Es müssen demnach Therapien gefunden werden, die die Probleme einer Frühchenlunge beheben können. Doch wie sind solche Therapien zu entwickeln und testen, ohne die Frühgeburten zu gefährden? Man benötigt möglichst genaue Modelle, die die Realität repräsentieren. Hier kommt das neue Modell ins Spiel, das Laubes Forschungsteam in Zusammenarbeit mit dem Fraunhofer-Institut für Zelltherapie und Immunologie entwickelt hat. „Im Labor wird mit Zellkulturen gearbeitet. Diese sind häufig jedoch nur 2-D-Modelle“, erklärt Laube, „das bedeutet, es ist nur eine Schicht von Zellen eines Zelltyps, die sich auch nur begrenzt ausbreiten kann.
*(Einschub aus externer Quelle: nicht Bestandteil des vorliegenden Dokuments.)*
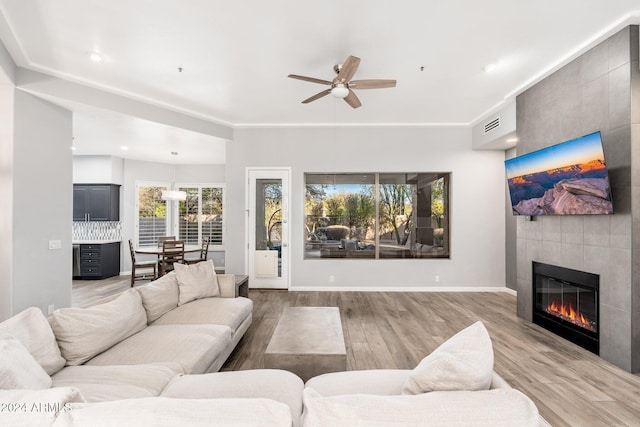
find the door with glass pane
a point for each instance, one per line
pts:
(268, 228)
Eine Lunge hingegen ist ein komplexes Organ aus vielen Zelltypen und unterschiedlichen Schichten.“ Bewährte Methoden haben dort ihre Grenzen haben, wo ganze Organe abgebildet werden.
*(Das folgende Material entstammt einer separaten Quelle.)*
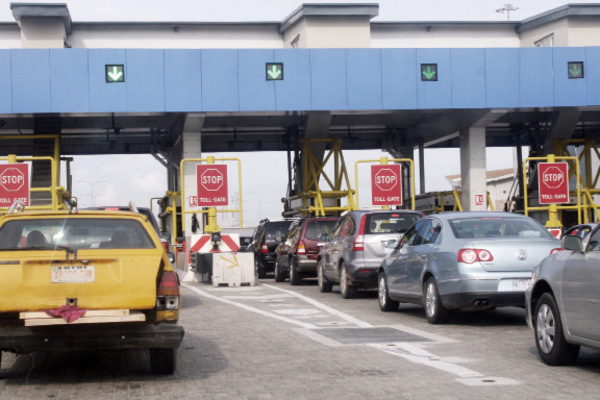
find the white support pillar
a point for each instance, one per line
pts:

Es müsste eine mehrschichtige Zellkultur aufgebaut werden, die sich natürlich in mehrere Richtungen ausbreiten kann. „Genau das stellt unser 3-D-Modell dar“, stimmt Laube zu, „mit sogenannten Organoiden können wir die reale Lunge besser darstellen“. Diese organähnliche Struktur wiesen nachweislich Eigenschaften auf, die mit dem darzustellenden Organ korrelieren. Das sei ein Riesenvorteil. Die Funktion und Morphologie der Lunge kann so besser getestet werden. „Wir beobachten das ganze System anstatt nur einzelner Zelltypen“, sagt Laube. „Außerdem kann man Organiode durchgehend unter Beobachtung stellen und genau erkennen, wie sich das Gewebe über Zeit verhält, anstatt warten zu müssen, bis sich diese Gewebe in Testtieren entwickeln.“
Meist ist es nämlich so, dass das Gewebe nur zu bestimmten Zeitpunkten anzuschauen ist, die meist mit dem Tod des Versuchstieres einhergehen. Dabei ist die Organoid-Methode nicht neu. Das Bahnbrechende ist, dass es sich um ein Modell einer fetalen Lunge handelt. Diese Darstellung beinhaltet die Unterentwicklung auf zellulärer Ebene und unterscheidet sich zu erwachsenen Lungenmodellen. „Der nächste Schritt wird nun sein, Organoide aus menschlichen Stammzellen zu ziehen,“ sagt Laube. „Dann werden Tests durchgeführt und wenn auch an den humanen Organoiden eine Korrelation zur fetalen Lunge festgestellt werden kann, können Therapiemöglichkeiten für Frühchen an diesem Modell erprobt werden.“ Das hätte zum einen den Vorteil, schneller und deutlich sicherer in der kommenden Forschung zu arbeiten, und zum anderen könnte das Sterberisiko für Neugeborene in Zukunft drastisch gesenkt werden.